Pine cones, ponsettia, Christmas roses, Nordic spruce, cinnamon, oranges, stars, and spice, these are a few of my favourite things (and just a small selection of the ingredients which can be added to a Christmas wreath).
After my holiday in November, and a really interesting visit to Flora Holland (the Dutch flower auction house) it’s been a busy month leading up to Christmas, and as you might expect, I’ve been mostly making Christmas rings (or wreaths) for local customers to adorn their front doors for the festive season. Just a short trip wandering around your local town and you’ll see such a huge variety of these traditional ‘welcome’ rings decorating most front doors in the neighbourhood: some shop-bought, of course, some home-made – and there are some excellent home-crafted examples out there – and others with that extra special something, no doubt deftly assembled by a skilful artisan florist…
I’m still taking orders, by the way, until Wednesday 21st December 🙂
I love it when my customers give me free reign to incorporate unusual plant materials and make the most of my creativity. This season, so far, I’ve been able to include many things, from the traditional, like apple rings, limes, acorns, star anise, holly, berries, to the more unusual, like dewy spider-web strands or shiny buttons to add a pop of colour.
The traditional designs have been especially popular this year, so it’s worth pondering what it all means.

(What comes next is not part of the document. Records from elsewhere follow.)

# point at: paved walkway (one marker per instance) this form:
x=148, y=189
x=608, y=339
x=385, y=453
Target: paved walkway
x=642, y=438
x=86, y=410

The word ‘wreath’ stems from the Middle English word “wrethe” meaning a twisted band or a garland of leaves or flowers, so, like most of our modern Christmas traditions, the Christmas ring is a ‘weaving together’ of ideas and traditions from pagan, Roman, and modern Christian times.
In the pagan tradition, these winter decorations brought natural living evergreen materials into the home at a bleak time of year to show the promise of spring to come. Historians report that the Romans gave each other holly wreaths as gifts, and British Romans often displayed them on doors as a sign of status or victory. By Christian times, weaving evergreens together comes to represent eternal growth and the everlasting circle of life brought through the birth of Jesus, and the circular shape signifies God, a being without beginning or end.
Put it all together and you have a tradition which goes back centuries, one which blends past cultures and diverse religious ideas into one symbolic design. How better to sum up the spirit of Christmas than to pin to your front door a decoration which smells lovely, looks pretty, and remains as charming and popular as ever today?
On which note, I must get back to making some more – and sign off until the New Year. Meanwhile, I would like to wish all my customers and friends,
‘Merry Christmas and a Happy and Prosperous New Year!’